I started my testing with just the USB iPurifier2 and “Broken Mirror” from Trees of Eternity’s Hour of the Nightingale. iFi recommends placing the USB iPurifier2 at the very end of the signal chain, and indeed, after some experimentation, that’s where I found it to sound best. This method also allowed me to cut out the USB pigtail cable that I otherwise have to use to connect the Regen to my DAC. With the iPurifier2 in place, the rumbling bass on this track was really brought to the fore, and the vocals from the now sadly departed Aleah Stanbridge seemed to have a much larger presence in the room.
For something a little more light hearted, I moved on to “1985” from Haken’s Affinity, this time with both the USB iPurifier2 and the DC iPurifier in the chain. As I’ve said in earlier reviews, it’s a good sign when you keep forgetting to listen critically because you’re just having so much damn fun listening to music, and that’s exactly what happened with the UpTone Regen, USB iPurifier2, and DC iPurifier all working together. Everything that the Pardo/Regen combo add to the sound of the server, the two iPurifiers added again and more. Moving on to a track I’ve had on near continual repeat lately, “Faithless By Default,” from Dark Tranquillity’s Atoma, the story was much the same as “1985.” As soon as I took the iPurifiers out, I immediately wanted them back in.
Regretfully, I never had the chance to test the USB iPurifier2 with the Sonore microRendu as I only had the two together very briefly, but I am definitely curious how that combo would fare.
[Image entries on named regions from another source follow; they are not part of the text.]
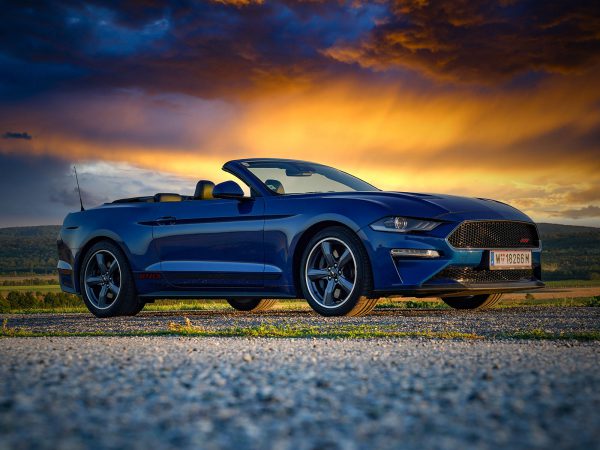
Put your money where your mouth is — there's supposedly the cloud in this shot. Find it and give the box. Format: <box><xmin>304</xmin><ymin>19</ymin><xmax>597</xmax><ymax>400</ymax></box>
<box><xmin>324</xmin><ymin>0</ymin><xmax>600</xmax><ymax>83</ymax></box>
<box><xmin>566</xmin><ymin>184</ymin><xmax>600</xmax><ymax>204</ymax></box>
<box><xmin>2</xmin><ymin>131</ymin><xmax>32</xmax><ymax>141</ymax></box>
<box><xmin>0</xmin><ymin>151</ymin><xmax>196</xmax><ymax>227</ymax></box>
<box><xmin>553</xmin><ymin>205</ymin><xmax>600</xmax><ymax>219</ymax></box>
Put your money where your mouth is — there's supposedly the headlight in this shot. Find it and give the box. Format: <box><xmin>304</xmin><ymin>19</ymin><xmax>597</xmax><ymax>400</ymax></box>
<box><xmin>371</xmin><ymin>217</ymin><xmax>440</xmax><ymax>233</ymax></box>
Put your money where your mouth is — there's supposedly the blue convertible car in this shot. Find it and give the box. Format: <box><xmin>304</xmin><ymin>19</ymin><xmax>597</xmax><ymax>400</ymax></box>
<box><xmin>58</xmin><ymin>159</ymin><xmax>543</xmax><ymax>317</ymax></box>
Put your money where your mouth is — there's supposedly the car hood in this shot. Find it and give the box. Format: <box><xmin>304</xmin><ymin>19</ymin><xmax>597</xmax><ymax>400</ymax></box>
<box><xmin>318</xmin><ymin>191</ymin><xmax>532</xmax><ymax>222</ymax></box>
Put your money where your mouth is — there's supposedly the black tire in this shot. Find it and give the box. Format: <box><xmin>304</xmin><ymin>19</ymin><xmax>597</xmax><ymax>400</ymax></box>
<box><xmin>442</xmin><ymin>294</ymin><xmax>502</xmax><ymax>309</ymax></box>
<box><xmin>299</xmin><ymin>227</ymin><xmax>378</xmax><ymax>317</ymax></box>
<box><xmin>79</xmin><ymin>241</ymin><xmax>144</xmax><ymax>318</ymax></box>
<box><xmin>227</xmin><ymin>298</ymin><xmax>276</xmax><ymax>312</ymax></box>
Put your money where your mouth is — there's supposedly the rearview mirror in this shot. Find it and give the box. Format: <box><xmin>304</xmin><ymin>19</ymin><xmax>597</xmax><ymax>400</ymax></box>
<box><xmin>213</xmin><ymin>181</ymin><xmax>244</xmax><ymax>199</ymax></box>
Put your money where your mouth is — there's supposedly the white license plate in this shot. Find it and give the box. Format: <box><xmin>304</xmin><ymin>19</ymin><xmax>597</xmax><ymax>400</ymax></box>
<box><xmin>490</xmin><ymin>250</ymin><xmax>531</xmax><ymax>270</ymax></box>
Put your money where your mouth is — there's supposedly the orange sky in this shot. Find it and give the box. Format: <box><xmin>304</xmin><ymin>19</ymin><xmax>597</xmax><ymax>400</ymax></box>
<box><xmin>0</xmin><ymin>2</ymin><xmax>600</xmax><ymax>225</ymax></box>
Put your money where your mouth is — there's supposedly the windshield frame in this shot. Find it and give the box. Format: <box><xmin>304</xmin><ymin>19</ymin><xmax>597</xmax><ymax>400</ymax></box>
<box><xmin>238</xmin><ymin>158</ymin><xmax>381</xmax><ymax>196</ymax></box>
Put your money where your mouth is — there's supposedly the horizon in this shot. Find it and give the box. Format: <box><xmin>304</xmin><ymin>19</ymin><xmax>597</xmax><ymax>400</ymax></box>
<box><xmin>0</xmin><ymin>0</ymin><xmax>600</xmax><ymax>227</ymax></box>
I can say that my DIY server with the Regen/iPurifier combo was not quite as good as the microRendu, but it was at least fairly close, and the Sonore is among the best sounding digital sources that I’ve ever heard at any price.
That’s A Wrap
To my own question of “how much room might be left for further improvements,” the answer with the USB and DC iPurifier combo is quite a bit. If you’re using a computer or server/streamer with a USB output, you should definitely give the USB iPurifier2 a try. If you already have a product like the Regen, Wyrd, or Recovery, or one of iFi’s own USB power supplies, you should also definitely give the USB iPurifier2 a try. The same goes for the DC iPurifier if you have a suitable device, it’s a great low cost alternative to spending hundreds of dollars on a Hynes or Pardo if those are out of your budget, and it can also be moved to devices with different voltage requirements, which linear supplies cannot. It’s cliche in the professional audio reviewer world to say “I liked it so much I bought the review sample,” but in this case, it’s absolutely true. These aren’t going anywhere.